By Anne Morrow Lindbergh

Edited by Reeve Lindbergh

New York, Pantheon Books, 358 pages, $27.95

CHARLESTON, W.Va. -- The epic flight across the Atlantic of Charles A. Lindbergh occurred eighty-five years ago. 1927 was his pivotal year. After his journey, the tall and handsome Lindbergh married Anne Morrow, the daughter of Huntington, W.Va., native Ambassador Dwight Morrow, and set out with her on various remarkable journeys to survey routes for the establishment of airways as yet unborn.

Anne Morrow Lindbergh, after the cruel kidnapping death of their son, Charles Jr., turned to writing as her means of sharing her life with others, and consoling herself after such a terrible event.

Against Wind and Tide was AML's last book.  In truth, the contents were not actually written to form a book, but were meticulously collected and edited by her daughter Reeve. Surely it was a work of love, and a collection of documents which revealed much about the complex person that AML was. She had a long life, and died at the age of 94, still keeping an interest in aviation as well as a desire to encourage others to seek their own special star, their own chosen goal.

To characterize writings that spanned nearly forty years with a single word is impossible.  She was, at various times a great traveler, riding commercial planes to Europe often, beginning in the days of propeller planes, and moving into the age of jet aircraft.
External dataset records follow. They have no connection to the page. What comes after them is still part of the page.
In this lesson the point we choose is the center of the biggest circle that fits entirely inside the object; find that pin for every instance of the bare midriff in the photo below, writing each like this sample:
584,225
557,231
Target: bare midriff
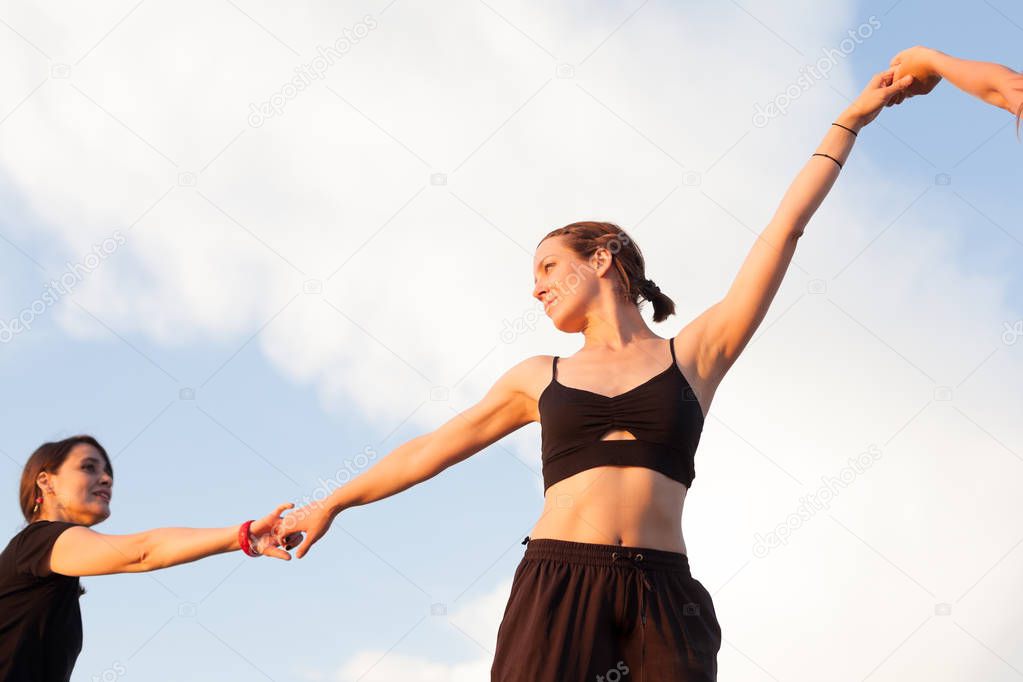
630,506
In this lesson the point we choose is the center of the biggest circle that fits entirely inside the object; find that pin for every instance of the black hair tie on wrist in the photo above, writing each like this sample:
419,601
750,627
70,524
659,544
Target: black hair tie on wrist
848,129
832,157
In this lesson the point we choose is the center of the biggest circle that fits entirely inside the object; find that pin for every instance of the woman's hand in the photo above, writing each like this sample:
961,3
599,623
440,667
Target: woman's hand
882,91
314,519
266,541
917,61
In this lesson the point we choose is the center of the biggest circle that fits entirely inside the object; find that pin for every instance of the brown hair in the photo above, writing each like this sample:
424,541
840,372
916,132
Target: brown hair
585,237
49,457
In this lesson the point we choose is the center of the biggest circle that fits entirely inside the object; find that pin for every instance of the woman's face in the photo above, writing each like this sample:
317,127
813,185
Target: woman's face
80,490
564,283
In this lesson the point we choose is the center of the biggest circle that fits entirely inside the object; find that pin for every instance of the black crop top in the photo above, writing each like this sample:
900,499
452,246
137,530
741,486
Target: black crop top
662,413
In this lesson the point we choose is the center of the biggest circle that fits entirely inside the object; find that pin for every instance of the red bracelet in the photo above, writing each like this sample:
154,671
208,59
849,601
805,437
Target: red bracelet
243,541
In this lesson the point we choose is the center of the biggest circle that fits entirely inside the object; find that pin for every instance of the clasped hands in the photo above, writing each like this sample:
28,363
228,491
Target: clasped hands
275,534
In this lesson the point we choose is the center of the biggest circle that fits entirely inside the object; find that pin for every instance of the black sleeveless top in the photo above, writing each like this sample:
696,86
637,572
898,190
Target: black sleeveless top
662,413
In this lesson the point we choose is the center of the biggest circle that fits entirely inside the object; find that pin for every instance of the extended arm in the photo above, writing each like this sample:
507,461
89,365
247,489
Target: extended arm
727,326
506,407
82,551
992,83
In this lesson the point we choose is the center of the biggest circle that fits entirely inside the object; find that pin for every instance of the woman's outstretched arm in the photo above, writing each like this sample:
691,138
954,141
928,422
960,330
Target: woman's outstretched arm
506,407
992,83
727,325
82,551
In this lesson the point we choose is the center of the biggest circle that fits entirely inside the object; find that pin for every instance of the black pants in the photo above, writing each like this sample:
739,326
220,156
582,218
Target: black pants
582,611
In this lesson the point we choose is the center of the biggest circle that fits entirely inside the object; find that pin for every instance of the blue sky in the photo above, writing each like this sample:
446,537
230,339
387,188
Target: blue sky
207,294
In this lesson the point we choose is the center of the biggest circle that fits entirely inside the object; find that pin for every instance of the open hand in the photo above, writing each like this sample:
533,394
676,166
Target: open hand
313,519
266,541
882,91
916,61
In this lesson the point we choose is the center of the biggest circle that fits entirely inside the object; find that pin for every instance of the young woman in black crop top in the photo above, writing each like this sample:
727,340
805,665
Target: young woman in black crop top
65,489
604,590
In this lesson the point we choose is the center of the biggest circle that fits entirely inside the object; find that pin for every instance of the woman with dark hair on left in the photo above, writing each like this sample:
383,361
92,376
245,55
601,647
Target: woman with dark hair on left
65,489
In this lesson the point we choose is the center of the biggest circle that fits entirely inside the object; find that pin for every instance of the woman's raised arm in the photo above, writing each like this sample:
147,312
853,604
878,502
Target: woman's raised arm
506,407
726,326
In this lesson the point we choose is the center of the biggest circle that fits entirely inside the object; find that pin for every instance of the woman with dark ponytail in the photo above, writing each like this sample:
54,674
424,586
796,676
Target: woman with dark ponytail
65,489
604,589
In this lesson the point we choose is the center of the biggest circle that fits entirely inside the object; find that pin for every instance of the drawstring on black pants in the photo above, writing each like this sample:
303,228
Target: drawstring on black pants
640,573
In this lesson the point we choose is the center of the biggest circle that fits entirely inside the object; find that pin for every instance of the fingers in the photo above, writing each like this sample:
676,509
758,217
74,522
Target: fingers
306,546
277,553
280,508
882,79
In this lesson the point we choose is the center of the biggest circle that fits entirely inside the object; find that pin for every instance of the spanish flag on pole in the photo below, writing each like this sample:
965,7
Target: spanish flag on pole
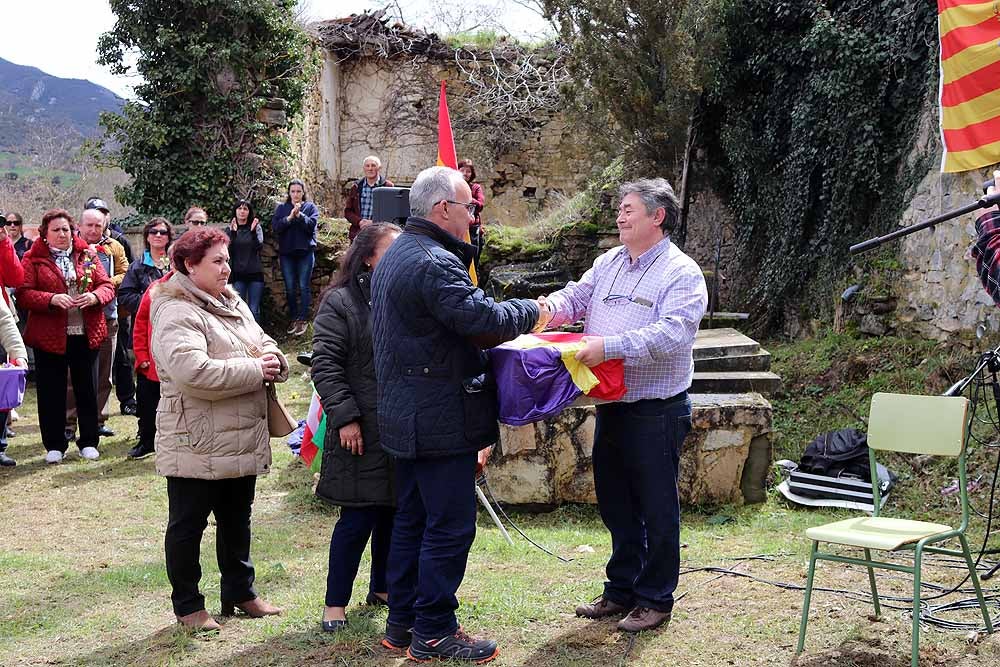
970,83
447,156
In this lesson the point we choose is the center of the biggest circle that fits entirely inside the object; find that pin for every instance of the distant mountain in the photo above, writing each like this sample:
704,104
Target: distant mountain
33,102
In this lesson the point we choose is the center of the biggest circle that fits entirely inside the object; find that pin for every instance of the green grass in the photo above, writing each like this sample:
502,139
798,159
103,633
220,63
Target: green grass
82,580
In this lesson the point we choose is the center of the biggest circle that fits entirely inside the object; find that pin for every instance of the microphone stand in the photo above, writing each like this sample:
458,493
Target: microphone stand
984,202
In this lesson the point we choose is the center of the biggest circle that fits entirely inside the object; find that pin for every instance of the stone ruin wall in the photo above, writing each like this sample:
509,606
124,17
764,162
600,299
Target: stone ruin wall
389,108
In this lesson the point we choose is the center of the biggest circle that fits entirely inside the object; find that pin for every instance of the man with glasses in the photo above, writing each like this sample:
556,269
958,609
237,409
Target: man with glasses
11,276
436,412
195,217
15,230
643,302
123,380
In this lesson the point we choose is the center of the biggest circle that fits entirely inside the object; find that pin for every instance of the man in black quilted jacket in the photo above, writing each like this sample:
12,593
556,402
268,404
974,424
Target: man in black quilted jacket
436,410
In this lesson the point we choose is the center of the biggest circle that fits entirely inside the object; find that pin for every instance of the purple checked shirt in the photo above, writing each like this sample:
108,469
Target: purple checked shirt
648,312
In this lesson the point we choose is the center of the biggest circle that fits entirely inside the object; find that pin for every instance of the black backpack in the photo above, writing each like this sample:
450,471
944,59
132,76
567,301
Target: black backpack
838,453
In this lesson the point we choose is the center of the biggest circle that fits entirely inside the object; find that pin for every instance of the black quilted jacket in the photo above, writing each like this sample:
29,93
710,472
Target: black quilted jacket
343,372
426,313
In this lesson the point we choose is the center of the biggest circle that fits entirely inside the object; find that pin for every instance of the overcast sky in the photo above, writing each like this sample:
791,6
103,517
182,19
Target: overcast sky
59,37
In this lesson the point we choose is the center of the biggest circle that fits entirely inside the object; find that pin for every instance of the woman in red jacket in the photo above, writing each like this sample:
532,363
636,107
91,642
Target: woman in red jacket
147,386
65,290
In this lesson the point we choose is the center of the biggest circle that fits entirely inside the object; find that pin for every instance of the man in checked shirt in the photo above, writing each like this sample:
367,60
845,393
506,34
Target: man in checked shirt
643,302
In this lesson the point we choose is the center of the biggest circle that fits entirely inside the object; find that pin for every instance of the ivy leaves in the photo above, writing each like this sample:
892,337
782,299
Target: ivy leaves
193,136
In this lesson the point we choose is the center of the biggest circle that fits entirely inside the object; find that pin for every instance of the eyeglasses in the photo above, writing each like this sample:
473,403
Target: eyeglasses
616,299
471,207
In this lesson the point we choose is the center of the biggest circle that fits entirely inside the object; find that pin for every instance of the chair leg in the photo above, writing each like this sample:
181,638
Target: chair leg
808,597
975,583
915,650
871,582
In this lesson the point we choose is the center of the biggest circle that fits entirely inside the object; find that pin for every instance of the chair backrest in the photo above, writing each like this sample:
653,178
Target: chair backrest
918,424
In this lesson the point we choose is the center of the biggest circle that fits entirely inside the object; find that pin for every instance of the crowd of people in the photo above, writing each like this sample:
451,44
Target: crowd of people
399,365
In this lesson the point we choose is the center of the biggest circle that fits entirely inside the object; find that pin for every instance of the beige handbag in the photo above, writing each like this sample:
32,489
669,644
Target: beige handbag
280,421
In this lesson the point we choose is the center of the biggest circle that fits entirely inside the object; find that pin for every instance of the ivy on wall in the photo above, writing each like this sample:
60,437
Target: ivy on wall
812,120
193,134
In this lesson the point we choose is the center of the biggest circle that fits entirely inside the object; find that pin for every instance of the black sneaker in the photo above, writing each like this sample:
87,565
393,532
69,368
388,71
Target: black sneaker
141,451
397,637
458,646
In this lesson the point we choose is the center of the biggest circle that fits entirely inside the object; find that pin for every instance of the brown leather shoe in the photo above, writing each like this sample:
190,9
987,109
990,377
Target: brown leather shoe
643,618
600,607
255,608
199,621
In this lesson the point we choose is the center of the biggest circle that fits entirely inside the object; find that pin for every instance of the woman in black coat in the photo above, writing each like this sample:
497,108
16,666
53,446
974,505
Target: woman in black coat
356,474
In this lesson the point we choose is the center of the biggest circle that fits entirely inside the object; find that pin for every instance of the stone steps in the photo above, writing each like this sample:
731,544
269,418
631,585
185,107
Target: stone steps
726,320
735,382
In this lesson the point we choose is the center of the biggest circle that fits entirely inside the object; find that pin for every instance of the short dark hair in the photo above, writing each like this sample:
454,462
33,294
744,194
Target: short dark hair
467,163
288,190
362,247
655,193
249,205
156,222
193,245
55,214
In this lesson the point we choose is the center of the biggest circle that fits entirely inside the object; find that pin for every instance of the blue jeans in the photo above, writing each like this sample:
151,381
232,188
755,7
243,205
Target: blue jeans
350,535
251,292
297,272
637,449
431,537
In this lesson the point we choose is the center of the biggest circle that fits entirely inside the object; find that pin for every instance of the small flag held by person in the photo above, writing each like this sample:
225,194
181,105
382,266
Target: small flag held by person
970,83
447,157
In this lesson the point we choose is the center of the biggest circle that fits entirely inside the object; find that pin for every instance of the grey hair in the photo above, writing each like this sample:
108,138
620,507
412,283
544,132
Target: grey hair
655,193
91,212
431,186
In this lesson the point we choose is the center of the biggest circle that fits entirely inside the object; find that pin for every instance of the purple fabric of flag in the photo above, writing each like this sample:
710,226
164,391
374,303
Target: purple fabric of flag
532,384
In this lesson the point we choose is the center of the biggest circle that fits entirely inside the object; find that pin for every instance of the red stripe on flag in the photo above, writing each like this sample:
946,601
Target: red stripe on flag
971,86
446,141
972,136
944,5
959,39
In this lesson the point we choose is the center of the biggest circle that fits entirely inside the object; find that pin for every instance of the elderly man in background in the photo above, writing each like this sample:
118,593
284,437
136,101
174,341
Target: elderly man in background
93,230
435,410
122,369
643,302
360,200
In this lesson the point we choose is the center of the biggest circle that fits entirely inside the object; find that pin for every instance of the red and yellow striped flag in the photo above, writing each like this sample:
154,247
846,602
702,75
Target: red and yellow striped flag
970,83
447,157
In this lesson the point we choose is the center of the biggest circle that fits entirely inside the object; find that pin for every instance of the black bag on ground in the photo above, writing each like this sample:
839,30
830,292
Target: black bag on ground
838,453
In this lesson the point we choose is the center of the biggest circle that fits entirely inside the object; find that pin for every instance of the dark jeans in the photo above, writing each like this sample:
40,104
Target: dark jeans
297,273
124,382
251,292
350,535
147,397
190,502
637,449
50,386
431,537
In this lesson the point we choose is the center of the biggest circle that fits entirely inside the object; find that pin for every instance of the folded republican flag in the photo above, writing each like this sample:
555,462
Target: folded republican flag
537,376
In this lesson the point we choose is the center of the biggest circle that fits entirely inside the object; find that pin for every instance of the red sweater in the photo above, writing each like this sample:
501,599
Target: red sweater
142,334
46,327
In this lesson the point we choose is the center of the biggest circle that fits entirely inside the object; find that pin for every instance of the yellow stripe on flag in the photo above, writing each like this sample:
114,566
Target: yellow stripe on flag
964,16
973,111
973,159
968,61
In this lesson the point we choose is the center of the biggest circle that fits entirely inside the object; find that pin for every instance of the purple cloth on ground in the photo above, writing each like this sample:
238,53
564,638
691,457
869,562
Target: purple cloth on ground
12,384
532,384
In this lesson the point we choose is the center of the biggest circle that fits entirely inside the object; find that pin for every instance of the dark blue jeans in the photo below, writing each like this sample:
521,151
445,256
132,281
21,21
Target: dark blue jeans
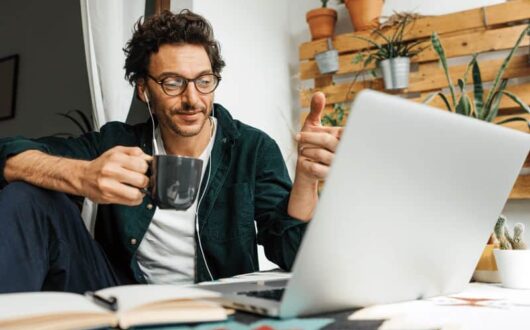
44,244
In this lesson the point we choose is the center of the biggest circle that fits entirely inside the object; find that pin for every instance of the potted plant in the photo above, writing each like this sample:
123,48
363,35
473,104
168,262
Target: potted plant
513,257
322,21
393,54
336,117
364,14
483,108
328,60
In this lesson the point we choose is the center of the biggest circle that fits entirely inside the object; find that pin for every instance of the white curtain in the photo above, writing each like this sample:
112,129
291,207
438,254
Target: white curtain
107,26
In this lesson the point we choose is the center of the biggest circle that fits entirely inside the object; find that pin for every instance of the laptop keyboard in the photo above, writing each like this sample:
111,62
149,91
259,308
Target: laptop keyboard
265,294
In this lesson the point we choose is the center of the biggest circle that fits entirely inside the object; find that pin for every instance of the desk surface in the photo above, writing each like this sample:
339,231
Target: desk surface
479,306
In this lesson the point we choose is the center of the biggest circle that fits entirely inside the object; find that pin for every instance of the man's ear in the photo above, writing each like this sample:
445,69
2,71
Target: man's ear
140,90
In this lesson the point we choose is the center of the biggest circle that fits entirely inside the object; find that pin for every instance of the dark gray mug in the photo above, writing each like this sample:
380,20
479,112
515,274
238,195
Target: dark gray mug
175,181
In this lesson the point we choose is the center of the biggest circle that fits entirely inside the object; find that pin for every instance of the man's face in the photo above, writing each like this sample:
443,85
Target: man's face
186,114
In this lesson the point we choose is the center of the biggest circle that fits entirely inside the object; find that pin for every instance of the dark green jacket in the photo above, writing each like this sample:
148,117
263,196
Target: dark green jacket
249,181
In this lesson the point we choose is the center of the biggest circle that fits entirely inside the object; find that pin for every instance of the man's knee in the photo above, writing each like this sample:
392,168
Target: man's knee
23,197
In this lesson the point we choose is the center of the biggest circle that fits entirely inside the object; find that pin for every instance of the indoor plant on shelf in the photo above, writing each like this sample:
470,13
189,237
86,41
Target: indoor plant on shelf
481,108
513,257
393,53
364,14
322,21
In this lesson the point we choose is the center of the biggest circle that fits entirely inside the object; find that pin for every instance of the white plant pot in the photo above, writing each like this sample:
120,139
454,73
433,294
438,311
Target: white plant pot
395,72
514,268
328,61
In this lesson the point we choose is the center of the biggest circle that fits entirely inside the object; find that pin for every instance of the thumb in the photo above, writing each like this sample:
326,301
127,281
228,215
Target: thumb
318,102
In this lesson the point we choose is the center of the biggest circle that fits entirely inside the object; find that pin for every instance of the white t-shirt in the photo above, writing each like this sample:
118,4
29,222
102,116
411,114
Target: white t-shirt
167,251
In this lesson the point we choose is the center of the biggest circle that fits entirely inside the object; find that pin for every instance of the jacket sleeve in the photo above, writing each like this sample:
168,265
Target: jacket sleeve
279,233
85,147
She says little in her journals about the wonders of the new methods of flight, but does revel in her ability to transverse large portions of the earth in a few hours. 

She was a woman on the move. Charles and Anne moved to England after the death of their little son, and thereafter the couple moved almost constantly, living in New England and Switzerland, finally on the island of Maui, where Charles is buried. The constant moving and shuttling, along with bearing six children made life stressful for AML, but evidently she was not only able to tolerate this change of locations, but to thrive as her household grew and then diminished as time went by.